About the Role
We are seeking a talented Data Engineer with extensive experience in Python, SQL, NoSQL, and API creation and integration for near-live data streaming. The Data Engineer will play a vital role in designing, building, and maintaining data pipelines, ensuring the efficient flow of information within the organization. The ideal candidate will have a strong understanding of data architecture, a passion for working with large-scale data, and the ability to deliver insights that drive business success in the retail sector.
Responsibilities
Design and Develop Data Pipelines: Create and maintain scalable data pipelines using Python, ensuring that data is accessible, consistent, and reliable. Develop, construct, test, and maintain data architectures such as data lakes, databases, and large-scale processing systems.
Implement ETL Processes: Use AWS Glue and PySpark to implement ETL processes.
Create and Integrate APIs for Near-Live Data Streaming: Develop and manage APIs to facilitate near-live data streaming, integrating with various systems and platforms.
Collaborate with Data Architects: Work closely with data architects to implement data models, data lakes, and data warehouses, aligning with organizational goals and industry standards. Implement complex data projects.
Collaborate with Data Scientists: Assist in data-related technical issues and support their data infrastructure needs.
Implement Data Integration Solutions: Develop and manage data integration strategies, including pub/sub and data streaming services, to support various platforms and systems.
Optimize Performance: Monitor and optimize data systems' performance, ensuring smooth operations and optimal resource utilization.
Ensure Data Compliance: Establish data governance policies and adhere to regulatory requirements, maintaining data integrity and security.
Support AI and Machine Learning Initiatives: Collaborate with AI teams to provide data support for machine learning models and algorithms.
Technology Evaluation: Evaluate and implement new technologies and tools that align with the company's vision, including cloud platforms such as AWS, GCP, and Azure.
Skills
Python, PySpark
AWS Glue, S3, Data Lake
ETL processes
Terraform (plus)
Qualifications
Bachelor’s or Master’s degree in Computer Science, Information Technology, or related field.
3+ years of experience in data engineering, data modeling, or related areas.
Extensive experience in Python, with the ability to develop efficient data pipelines and processes.
Knowledge and experience with SQL and NoSQL databases, understanding how to manipulate and analyze data effectively.
Experience in API creation and integration for near-live data streaming, with a deep understanding of data synchronization and real-time processing.

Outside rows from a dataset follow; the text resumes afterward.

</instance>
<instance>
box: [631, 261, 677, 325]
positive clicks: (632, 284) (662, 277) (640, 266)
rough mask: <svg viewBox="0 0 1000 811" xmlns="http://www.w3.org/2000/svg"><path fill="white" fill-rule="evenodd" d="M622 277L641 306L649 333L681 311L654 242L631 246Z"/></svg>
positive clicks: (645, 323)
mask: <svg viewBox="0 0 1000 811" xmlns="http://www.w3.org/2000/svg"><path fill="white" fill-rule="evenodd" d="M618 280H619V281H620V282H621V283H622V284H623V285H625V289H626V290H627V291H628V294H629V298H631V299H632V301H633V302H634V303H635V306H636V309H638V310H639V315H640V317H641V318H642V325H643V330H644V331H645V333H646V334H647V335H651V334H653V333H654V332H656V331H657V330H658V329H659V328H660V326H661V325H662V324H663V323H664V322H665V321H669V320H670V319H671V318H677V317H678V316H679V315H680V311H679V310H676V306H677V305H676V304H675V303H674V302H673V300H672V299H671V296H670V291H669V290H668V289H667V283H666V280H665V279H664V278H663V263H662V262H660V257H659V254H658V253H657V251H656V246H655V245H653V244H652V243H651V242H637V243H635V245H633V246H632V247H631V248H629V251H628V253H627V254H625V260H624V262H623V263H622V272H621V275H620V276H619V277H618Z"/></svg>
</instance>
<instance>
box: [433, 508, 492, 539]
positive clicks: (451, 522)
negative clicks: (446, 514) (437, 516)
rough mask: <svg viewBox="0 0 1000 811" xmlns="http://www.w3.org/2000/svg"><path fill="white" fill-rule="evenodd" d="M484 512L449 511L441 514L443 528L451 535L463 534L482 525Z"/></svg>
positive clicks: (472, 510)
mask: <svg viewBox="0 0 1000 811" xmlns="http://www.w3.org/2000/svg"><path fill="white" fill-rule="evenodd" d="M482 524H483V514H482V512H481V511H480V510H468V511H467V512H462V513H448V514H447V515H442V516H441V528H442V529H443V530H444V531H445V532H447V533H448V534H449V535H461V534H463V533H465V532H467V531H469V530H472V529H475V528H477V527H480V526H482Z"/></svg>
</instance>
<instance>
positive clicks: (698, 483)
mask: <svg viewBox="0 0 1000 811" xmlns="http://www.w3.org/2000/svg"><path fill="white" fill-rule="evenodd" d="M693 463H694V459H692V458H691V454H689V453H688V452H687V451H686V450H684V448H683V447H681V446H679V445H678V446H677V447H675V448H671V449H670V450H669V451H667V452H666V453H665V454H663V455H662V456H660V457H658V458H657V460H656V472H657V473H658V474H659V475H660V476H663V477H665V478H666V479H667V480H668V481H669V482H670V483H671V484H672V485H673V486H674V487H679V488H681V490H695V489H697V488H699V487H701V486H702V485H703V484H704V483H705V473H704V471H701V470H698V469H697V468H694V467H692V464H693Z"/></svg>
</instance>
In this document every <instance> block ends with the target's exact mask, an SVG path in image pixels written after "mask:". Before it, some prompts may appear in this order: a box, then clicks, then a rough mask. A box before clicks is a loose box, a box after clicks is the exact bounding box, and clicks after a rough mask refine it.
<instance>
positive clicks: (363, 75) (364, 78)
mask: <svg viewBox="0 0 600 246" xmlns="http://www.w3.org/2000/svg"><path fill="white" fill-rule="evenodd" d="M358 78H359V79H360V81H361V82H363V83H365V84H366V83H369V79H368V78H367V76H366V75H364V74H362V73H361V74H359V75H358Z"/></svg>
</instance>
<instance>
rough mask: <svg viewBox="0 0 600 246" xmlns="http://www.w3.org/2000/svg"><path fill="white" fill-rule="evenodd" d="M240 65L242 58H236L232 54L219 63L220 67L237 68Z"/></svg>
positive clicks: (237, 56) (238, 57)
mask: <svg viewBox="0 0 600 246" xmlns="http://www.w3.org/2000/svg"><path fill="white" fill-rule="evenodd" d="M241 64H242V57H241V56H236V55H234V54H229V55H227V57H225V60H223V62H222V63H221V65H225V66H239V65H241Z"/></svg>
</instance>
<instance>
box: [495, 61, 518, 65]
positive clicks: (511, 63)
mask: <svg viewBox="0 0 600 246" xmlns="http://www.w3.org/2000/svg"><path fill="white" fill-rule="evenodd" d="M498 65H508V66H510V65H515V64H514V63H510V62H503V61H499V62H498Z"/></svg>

Familiarity with data lake and data warehouse technologies, and experience with at least one large-scale data implementation.
Knowledge of major cloud platforms such as AWS, GCP, and Azure, and experience with pub/sub and data streaming services.
Strong understanding of the retail industry, with a focus on technology-driven solutions.
About the Company
Retailogists is your comprehensive retail partner dedicated to optimizing your ROI. Leveraging cutting-edge technology and data-centric digital marketing, we fuel your business growth and help you achieve your objectives. Our seasoned experts simplify the complexities of eCommerce, from devising effective digital strategies to crafting high-performance transactional platforms and executing intelligent marketing plans.
We excel in streamlining your business operations through automation and synchronization, covering areas such as transactional solutions for both B2C and B2B, merchandising, logistics optimization, and systems integrations, including ERP, inventory, and CRM.
We also specialize in building state-of-the-art data infrastructure that empowers you with actionable business insights, ranging from straightforward reporting to AI-driven decision-making.